(Ils se rapprochent l'un de l'autre comme pour se défendre contre une attaque possible).

LUI: Je crois qu'elles ne sont pas méchantes. (Une mouche se pose sur la joue de l'amoureuse). Tiens! Celle-ci qui te prend pour une plante. (Gracieusement.) Elle a senti ton cœur sans doute. Frrrrrrr... la voilà partie! Et elle n'a pas osé te faire de mal! (Ils se regardent, attendris, et s'embrassent furtivement.) Faisons la paix! Moi, je n'ai plus de plaisir à te dire.

ELLE: Et moi, plus de peine à te conter (A ce moment, la clarté de la fontaine s'éteint, le ciel s'assombrit.) Jouons à autre chose!

LUI (lui prenant les mains): Laisse-moi dégrafer ton corsage pour aller respirer ton cœur, j'en ai la tentation!

ELLE (pudique): Ce ne serait pas convenable.

(Elle se recule un peu et joue avec l'eau.
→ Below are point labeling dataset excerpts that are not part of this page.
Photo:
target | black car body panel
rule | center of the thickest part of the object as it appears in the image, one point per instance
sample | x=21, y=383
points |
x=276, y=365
On entend comme un bruit de perles remuées.)

LUI (à genoux): Je t'en supplie!... (Elle lui jette de l'eau à la figure.) Je le veux!

(Elle éclate de rire et se renverse en arrière, ses cheveux se déroulent sur l'eau.)

ELLE: Non! Non! Pas cela, mais je te permets de caresser mes nattes.

LUI (se précipitant sur sa chevelure déjà mouillée): Est-ce qu'ils sentent la jacinthe aussi? Donne-les moi! Donne-moi tes mains, tes petites coquilles de mains! Donne-moi ta figure, donne-moi ta taille... Eh! Donne-moi tout, puisque je n'aurai jamais ton cœur. (Il sèche les cheveux sous ses baisers.)